Just west of Los Alamos is the Valles Caldera National Preserve, the Southwest’s youngest Caldera. Valles Caldera was full of hiking trails to explore the terrain. Incidentally, calderas are large volcanic craters, typically formed by a major eruption leading to the collapse of the mouth of the volcano. These eruptions began 1.6 million years ago, the last within 50,000 years.
Next was Bandelier Nat’l Monument, which saw evidence of human activity more than 10,000 years ago. The inhabitants migrated in and out of the area following the movement of game animals. They did not build permanent structures, but instead carved openings and living quarters into the soft volcanic ash called tuff that had compacted over time. Stone dwellings were eventually built at the base of the cliffs in front of these carved openings. Inhabitants built round structures called kivas which were used for ceremonial and cultural purposes. You enter by climbing a ladder to an opening in the roof. There were cultural links between the peoples of Bandelier and Chaco Canyon.
Historical research says the average lifespan for the native people was about 35 years. They stood about five feet for the average woman and five feet, six inches for the average man. The hardships of life (arthritis, bad teeth, nutrition, childbirth) took their toll.
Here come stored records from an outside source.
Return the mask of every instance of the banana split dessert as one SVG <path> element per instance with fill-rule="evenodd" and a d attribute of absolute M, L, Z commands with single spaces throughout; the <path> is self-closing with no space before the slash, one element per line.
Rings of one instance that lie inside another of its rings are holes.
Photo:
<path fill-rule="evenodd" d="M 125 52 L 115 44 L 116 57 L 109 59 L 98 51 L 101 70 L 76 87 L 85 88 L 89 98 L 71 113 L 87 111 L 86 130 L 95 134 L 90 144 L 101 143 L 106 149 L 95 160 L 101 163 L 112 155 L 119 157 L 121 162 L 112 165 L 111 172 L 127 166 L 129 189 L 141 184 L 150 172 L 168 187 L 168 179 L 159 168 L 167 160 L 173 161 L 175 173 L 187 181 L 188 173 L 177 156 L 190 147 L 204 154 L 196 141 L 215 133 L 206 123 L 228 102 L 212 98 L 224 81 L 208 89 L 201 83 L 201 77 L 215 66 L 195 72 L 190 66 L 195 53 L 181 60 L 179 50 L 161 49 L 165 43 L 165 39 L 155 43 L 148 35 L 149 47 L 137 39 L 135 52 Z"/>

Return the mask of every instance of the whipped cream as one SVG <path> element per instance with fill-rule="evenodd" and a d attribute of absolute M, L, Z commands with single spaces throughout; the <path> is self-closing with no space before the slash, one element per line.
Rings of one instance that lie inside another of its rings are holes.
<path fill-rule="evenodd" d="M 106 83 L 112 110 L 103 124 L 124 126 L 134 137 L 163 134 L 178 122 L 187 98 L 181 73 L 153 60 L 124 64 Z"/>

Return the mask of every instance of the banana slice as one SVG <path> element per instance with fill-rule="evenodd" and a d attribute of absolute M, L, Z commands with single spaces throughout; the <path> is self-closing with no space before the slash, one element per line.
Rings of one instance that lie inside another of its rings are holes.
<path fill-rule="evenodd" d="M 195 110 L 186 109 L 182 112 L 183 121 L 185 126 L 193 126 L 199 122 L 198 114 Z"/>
Kasha-Katuwe Tent Rocks National. Monument provides a quarter mile long slot canyon and an ultimate hike to the top. The slot canyon rock at the lower elevations contains copper and iron, with many striations that make for amazing imagery. Be warned, you would not want to be in that canyon when it rains.
Taos Pueblo is a living community with North and South multi-storied homes divided by Red Willow Creek. The 1680 Pueblo Revolt was a collective effort against Spanish rule and drove the Spanish people to the current Mexico border. The 1847 Taos Revolt was an uprising against US occupancy and today is the only living Native American community designated by UNESCO.
San Francisco de Asis Mission Church is a historic and architecturally significant church on the main plaza of Ranchos de Taos, New Mexico. Built between 1772 and 1816, it is one of the finest extant examples of a Spanish Colonial New Mexico mission church, and it is a popular target for photographers. In 1970 it was designated a National Historic Landmark.
The next time that you attend one of our informative and educational photography events, we recommend that you consider spending some extra time traveling around the area to enhance your understanding of the region and explore photographic opportunities. It’s a great way to challenge yourself and utilize your Leica gear to its fullest.